Having Goldman participate so heavily on both the debt and equity sides makes life easier for the developers, who said it gives them more options.
“There are certainly advantages to having a one-stop shop,” said Isaac Henderson, an executive at L+M who is overseeing the project. “You can be a little bit more creative about how you deploy the debt.”
But, he added, “Goldman does try to separate the debt underwriting from the equity underwriting. If something goes wrong, there would be people at Goldman who would have the debt hats on and people who would have their equity hats on.”
So, why Essex Crossing?
The site itself is one of the most contentious in the city’s recent history. In 1967, citing a need for urban renewal, the city bulldozed a neighborhood of tenement buildings at the location, displacing nearly 2,000 residents. For decades, affordable housing advocates battled the area’s co-op residents, who had a powerful ally in former state Assembly Speaker Sheldon Silver.
Silver reportedly used his considerable clout to stonewall affordable housing proposals, arguing that the site was more suitable for a commercial development and that the diverse ethnic communities in his district were simply too divided over the housing plans to proceed. His opponents accused him of stymying plans simply to preserve his voter base in the largely Jewish neighborhood by keeping out other communities.
In January 2013, the city finally released a request for development proposals, and picked Delancey Street Associates that September.
According to Anadu, who joined Goldman as an analyst in 2003, the project checks off the group’s three main boxes: It has the blessing of the city, which provided the land for the project; a mix of commercial, low-income and market-rate housing, thereby supporting the mayor’s mandate to build more affordable housing; and it will remake a derelict swath of land that’s been vacant for decades, fulfilling the group’s urban regeneration mandate.

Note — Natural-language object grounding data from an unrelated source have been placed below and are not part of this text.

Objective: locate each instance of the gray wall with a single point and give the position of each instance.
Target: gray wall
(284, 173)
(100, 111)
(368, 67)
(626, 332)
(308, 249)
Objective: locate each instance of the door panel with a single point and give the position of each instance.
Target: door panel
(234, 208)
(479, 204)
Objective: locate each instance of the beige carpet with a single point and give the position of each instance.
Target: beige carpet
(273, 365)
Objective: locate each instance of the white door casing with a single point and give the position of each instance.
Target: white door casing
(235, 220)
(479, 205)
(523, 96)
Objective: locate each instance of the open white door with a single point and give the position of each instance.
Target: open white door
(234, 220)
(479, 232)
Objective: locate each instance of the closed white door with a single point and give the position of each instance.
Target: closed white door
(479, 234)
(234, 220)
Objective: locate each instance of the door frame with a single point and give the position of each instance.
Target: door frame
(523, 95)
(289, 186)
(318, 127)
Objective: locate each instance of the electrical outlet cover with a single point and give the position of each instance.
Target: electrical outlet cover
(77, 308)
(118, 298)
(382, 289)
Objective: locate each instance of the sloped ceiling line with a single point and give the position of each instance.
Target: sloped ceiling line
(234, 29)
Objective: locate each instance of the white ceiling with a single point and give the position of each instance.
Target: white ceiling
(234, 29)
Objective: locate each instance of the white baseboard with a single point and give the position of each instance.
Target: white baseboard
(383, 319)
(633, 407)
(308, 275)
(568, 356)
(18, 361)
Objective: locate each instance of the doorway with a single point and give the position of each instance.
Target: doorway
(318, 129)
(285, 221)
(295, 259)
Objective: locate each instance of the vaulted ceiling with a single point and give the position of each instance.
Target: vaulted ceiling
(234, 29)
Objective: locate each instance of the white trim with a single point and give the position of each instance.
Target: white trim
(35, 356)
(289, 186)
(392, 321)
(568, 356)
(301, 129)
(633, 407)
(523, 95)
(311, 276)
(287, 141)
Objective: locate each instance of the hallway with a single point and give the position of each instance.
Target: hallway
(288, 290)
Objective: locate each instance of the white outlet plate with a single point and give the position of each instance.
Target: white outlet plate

“It’s like everything that we’ve invested in over the years thoughtfully programmed into one project,” she said.
The market-rate component of the project also helps the bank make financial sense of the deal, insiders said.
“Everyone is looking for returns as well,” said Karen Scanna of Stroock & Stroock & Lavan, who represented Delancey Street Associates in the deal with Goldman. “You want to get a good balance of the various components of the project. The de Blasio administration continued to support it because of the large affordable housing component and that support was probably part of what appealed to Goldman as well.”
Heidi Burkhart, president of Dane Professional Consulting Group, an affordable housing brokerage, said many parties would be interested in such a multifaceted project, “but having the capabilities to do something of this magnitude is a different story.”
Aviva Yakren of Jones Day, an attorney who specializes in real estate finance and who represented Goldman in the deal, said the Urban Investment Group’s background positioned it well to take on such a project.
Essex Crossing, she said, has “a low-income housing tax credit component, a bond financing component and new market tax credit components. I don’t know that there are any other equity investors who could both write a check that big and also understand all the moving parts of a deal like this one.”